First up for tasting was the Rock Oyster. This is a blend of Scottish Island malts with components from Jura, Arran, Orkney and a bit of Islay. This was the lightest dram of the evening, and obviously the best place to start. It had a distinctive salty and fresh nose, which carried on through the taste with honey-like sweetness and a late, faint peaty warmth. The finish was fresh and fairly quick but that lovely peat lingered. Shame the sample didn’t last that long…
Next was their highland blend, Timorous Beastie. This was another light dram but with a fair few more tastes fighting for prevalence with a full, fruity nose and a bit of sweet spice on the taste. This was a very well balanced dram with the original malt tastes coming through. Like the Rock Oyster, the Timorous Beastie, is bottled in small batches and released at 46.8% without colouring or chill-filtration. The key parts here hail from Dalmore, Blair Athol, Glen Garioch and Glengoyne – which are all pretty damn fine distilleries. The name incidentally is a Rabbie Burns reference and might just influence me to get some in for January 25th!

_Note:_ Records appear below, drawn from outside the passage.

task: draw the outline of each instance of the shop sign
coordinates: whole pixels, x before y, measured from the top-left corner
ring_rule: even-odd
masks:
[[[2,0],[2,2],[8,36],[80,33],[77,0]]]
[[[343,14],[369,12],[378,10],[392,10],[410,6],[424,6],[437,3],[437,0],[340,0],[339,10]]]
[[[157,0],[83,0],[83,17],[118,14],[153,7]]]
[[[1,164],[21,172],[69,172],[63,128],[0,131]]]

Next up was their Speyside blend, Scallywag and this dram seemed to have even more flavours and smells fighting for pole position. I was told that the main component here is from Macallan and it was helped on the way by being casked in sherry butts, and that was clearly the forerunner on the nose. This thing smelt like Christmas. It was a little more syrupy than the 2 before it and it had a rich fruity sweetness from start to finish. The power of suggestion won me over when my evening’s guide suggested dark chocolate too. This was an enjoyable dram, and I think one that should be savoured and enjoyed slowly. This was 46% ABV and was again a purer dram for being non-chill-filtered and without any colouring. The fact that it contains Mortlach and Glenrothes would also mean that it would catch the eye of fond Speysiders.
The last dram was old friend Big Peat. I’ve enjoyed this dram before but amidst other peaty monsters, and on its own it certainly delivered, and was, with no disrespect to the others, easily my favourite of the evening. To be fair, anything that contains Ardbeg would probably win me over, but this blend of Ardbeg, Caol Ila, Bowmore and a dash of the liquid gold from Port Ellen was the bees’ knees on the night. As a dram, it simply delivers peat throughout, but still remains quite fresh and light enough to leave you wanting more, rather than the full peaty blockbusters that can leave you shaking and savouring just the one as a night cap.
The pleasant company, relaxed atmosphere and cool surroundings of the Corks Out store made this a very enjoyable encounter, and being able to taste and talk through the decent and different drams one-on-one made me appreciate it even more (along with the brandy and ice wine, which were also pleasant to boot). At an average of £46 per bottle, these are definitely more premium blends than your standard supermarket fodder, but, having tasted them, I can safely say that you are getting your money’s worth.